Symposium: The Real Don John - Intercollegiate Studies Institute

Symposium: The Real Don John

This article is in response to “What Can Pornography Teach Us About Love?” by Michael Bradley and is part of the symposium, “Sex and the Polis: Perspectives on Marriage, Family, and Sexual Ethics.

I must confess I have never seen the movie Don Jon, and even if I had I would have nothing original to say on the matter. Between Michael Bradley’s excellent work, and that of my friend John Goerke, the virtues and vices of the film have been thoroughly and adequately dissected.

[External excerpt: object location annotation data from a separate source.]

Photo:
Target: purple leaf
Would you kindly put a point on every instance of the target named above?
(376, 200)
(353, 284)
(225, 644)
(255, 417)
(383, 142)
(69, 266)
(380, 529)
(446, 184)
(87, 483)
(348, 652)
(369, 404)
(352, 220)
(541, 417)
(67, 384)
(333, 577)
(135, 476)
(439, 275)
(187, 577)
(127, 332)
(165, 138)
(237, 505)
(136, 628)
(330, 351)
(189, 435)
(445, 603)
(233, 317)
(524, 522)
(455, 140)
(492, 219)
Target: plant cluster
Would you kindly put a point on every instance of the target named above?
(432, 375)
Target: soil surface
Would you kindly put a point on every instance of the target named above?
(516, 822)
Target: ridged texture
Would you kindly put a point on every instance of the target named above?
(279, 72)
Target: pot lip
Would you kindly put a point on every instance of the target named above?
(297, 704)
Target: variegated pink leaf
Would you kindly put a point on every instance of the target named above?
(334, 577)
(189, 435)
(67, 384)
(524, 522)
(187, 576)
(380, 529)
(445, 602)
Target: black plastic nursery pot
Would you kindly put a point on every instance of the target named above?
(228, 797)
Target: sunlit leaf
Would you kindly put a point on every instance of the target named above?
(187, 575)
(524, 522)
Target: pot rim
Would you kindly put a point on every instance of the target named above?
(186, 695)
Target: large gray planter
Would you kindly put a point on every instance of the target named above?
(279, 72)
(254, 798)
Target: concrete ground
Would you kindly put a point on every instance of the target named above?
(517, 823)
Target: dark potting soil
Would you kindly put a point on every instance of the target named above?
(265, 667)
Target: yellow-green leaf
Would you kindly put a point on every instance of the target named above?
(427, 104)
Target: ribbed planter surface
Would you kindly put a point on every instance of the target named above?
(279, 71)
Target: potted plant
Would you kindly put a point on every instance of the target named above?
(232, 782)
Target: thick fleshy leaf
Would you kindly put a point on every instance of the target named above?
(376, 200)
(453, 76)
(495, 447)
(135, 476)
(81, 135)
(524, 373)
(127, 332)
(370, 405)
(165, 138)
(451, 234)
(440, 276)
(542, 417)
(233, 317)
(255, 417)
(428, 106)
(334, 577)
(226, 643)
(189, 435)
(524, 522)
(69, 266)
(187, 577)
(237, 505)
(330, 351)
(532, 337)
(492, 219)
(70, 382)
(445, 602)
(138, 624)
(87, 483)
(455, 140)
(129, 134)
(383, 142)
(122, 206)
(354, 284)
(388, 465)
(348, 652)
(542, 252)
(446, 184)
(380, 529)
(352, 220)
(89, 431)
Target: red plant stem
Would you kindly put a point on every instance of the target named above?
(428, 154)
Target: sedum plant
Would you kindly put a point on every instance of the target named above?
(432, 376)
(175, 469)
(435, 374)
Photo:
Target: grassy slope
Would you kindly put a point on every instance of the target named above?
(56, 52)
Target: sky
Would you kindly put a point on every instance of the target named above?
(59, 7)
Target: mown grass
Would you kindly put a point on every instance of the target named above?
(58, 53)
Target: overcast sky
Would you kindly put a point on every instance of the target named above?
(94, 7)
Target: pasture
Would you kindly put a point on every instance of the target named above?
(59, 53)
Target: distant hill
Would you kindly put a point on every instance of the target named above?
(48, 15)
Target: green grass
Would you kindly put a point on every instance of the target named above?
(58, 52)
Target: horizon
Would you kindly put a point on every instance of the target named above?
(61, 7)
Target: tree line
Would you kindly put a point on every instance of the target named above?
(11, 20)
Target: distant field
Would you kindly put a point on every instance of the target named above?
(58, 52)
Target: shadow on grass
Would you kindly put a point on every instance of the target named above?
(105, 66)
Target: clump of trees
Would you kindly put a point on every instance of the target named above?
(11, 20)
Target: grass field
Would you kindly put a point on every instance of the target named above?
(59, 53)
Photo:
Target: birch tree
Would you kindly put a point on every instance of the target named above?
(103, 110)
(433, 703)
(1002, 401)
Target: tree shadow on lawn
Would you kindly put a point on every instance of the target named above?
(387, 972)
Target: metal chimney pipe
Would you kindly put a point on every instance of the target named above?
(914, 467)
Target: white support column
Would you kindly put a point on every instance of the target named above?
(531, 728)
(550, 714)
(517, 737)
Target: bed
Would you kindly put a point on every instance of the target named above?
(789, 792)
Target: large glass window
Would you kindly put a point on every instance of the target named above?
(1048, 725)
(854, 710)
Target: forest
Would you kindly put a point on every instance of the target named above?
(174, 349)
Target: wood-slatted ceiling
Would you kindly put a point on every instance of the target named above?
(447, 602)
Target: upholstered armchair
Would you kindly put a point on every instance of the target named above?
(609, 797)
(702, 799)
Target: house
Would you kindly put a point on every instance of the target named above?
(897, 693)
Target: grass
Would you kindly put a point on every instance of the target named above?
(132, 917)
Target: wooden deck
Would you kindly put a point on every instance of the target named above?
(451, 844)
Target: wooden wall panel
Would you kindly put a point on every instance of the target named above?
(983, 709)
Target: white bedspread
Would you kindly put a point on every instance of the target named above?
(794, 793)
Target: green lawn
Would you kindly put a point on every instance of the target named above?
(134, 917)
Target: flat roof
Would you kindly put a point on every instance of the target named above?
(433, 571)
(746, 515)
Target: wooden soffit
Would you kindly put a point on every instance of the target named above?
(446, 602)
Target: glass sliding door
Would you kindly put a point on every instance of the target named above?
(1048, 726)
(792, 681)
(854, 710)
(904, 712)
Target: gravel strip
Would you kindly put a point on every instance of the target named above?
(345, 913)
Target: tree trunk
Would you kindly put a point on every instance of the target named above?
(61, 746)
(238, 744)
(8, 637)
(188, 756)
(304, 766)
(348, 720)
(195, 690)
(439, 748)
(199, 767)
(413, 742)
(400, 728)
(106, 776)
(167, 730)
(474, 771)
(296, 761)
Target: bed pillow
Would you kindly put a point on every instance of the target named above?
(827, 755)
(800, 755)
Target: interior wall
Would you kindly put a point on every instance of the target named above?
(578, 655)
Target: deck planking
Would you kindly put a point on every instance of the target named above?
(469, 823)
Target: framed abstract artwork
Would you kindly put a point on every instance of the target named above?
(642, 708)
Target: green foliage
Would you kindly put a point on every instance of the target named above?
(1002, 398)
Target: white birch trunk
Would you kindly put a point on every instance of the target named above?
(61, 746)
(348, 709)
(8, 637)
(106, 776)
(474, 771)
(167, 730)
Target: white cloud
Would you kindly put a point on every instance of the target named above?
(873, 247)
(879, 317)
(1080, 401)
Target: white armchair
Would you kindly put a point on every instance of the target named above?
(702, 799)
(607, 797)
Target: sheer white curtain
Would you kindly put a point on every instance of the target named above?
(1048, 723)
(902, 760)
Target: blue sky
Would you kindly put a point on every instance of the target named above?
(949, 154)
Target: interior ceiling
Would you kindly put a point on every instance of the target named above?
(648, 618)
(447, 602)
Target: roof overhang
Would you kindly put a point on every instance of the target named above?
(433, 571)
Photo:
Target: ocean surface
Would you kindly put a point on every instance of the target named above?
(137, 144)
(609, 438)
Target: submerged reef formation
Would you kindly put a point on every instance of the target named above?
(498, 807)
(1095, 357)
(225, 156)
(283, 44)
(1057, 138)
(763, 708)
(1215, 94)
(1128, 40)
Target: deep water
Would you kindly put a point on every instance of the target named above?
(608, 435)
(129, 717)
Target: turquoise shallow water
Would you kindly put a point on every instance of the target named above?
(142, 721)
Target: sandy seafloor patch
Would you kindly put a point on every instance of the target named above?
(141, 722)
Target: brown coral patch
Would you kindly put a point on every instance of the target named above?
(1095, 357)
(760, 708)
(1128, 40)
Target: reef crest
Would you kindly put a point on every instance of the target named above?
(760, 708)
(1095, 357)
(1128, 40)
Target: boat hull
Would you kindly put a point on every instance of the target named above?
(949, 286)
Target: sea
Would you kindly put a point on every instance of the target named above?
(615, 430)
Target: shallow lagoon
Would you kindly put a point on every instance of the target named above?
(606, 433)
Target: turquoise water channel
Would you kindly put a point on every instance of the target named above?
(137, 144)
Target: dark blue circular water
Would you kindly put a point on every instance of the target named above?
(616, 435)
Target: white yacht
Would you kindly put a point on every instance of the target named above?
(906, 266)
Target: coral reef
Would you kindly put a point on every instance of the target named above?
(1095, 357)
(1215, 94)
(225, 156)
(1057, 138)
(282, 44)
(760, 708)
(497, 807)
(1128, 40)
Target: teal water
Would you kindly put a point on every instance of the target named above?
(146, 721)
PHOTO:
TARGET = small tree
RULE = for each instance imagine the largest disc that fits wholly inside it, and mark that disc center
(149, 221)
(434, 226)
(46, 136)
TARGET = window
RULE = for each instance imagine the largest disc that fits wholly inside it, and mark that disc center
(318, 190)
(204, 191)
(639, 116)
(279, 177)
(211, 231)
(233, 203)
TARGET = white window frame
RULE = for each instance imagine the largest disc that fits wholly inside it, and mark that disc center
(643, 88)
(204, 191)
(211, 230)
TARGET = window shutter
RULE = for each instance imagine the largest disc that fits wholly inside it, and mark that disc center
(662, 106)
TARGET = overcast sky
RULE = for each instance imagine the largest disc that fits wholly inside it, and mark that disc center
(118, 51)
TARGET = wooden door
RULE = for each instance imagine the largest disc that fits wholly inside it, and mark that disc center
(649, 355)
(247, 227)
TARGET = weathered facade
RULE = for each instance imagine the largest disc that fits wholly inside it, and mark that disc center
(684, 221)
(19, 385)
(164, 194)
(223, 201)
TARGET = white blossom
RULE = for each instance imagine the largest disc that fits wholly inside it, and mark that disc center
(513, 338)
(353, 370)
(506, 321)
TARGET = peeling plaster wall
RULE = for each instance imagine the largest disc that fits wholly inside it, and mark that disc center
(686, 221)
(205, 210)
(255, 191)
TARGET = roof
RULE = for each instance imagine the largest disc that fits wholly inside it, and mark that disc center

One thing I find amusingly ironic about the film is the choice of the main character’s nickname. He is given the name “Don Jon” for his skillful ability to lure countless women to his bed, but what is striking is that some few hundred years ago there was a very real person, a member of the Austrian Royal family, and his name was also Don John. Most who remember him today only do so because he was immortalized in G.K. Chesterton’s poem Lepanto, which of course, was the great naval battle between The Holy League and the Ottoman Empire, and in that battle Don John saved Europe from invasion and freed 12,000 Christian slaves.

However, Chesterton’s most profound tribute to Don John is not based on anything the great man did do, but on something he didn’t. Chesterton once read a passing remark on how Don John had intended to marry Mary Queen of Scots, and Chesterton proceeded to write an essay appropriately titled “If Don John of Austria had Married Mary Queen of Scots.”

Chesterton mused on the fact that love is often the one thing that will make good men commit terrible acts. Nearly every page of history from Troy to Actium testifies to that fact. In contrast to this, Chesterton said of John and Mary that “they were made for each other; they were in fact the heroic lovers… for whom we have looked elsewhere in history in vain.”

But what made them so great? Chesterton continued to say of Don John, “he was not incapable of enjoying fear as an element in a mystery like that of love. It is exactly because love has lost that slight touch of fear, that it has become in our time so flat and flippant and vulgar; when it has not become laboriously biological, not to say bestial.”

As Michael Bradley aptly noted, the film’s Don Jon only found love when he embraced the other person for who she was – baggage and all. A grave responsibility and a frightening prospect. But acknowledging a healthy amount of fear, and appreciating its mystery, is what distinguishes Jon and John.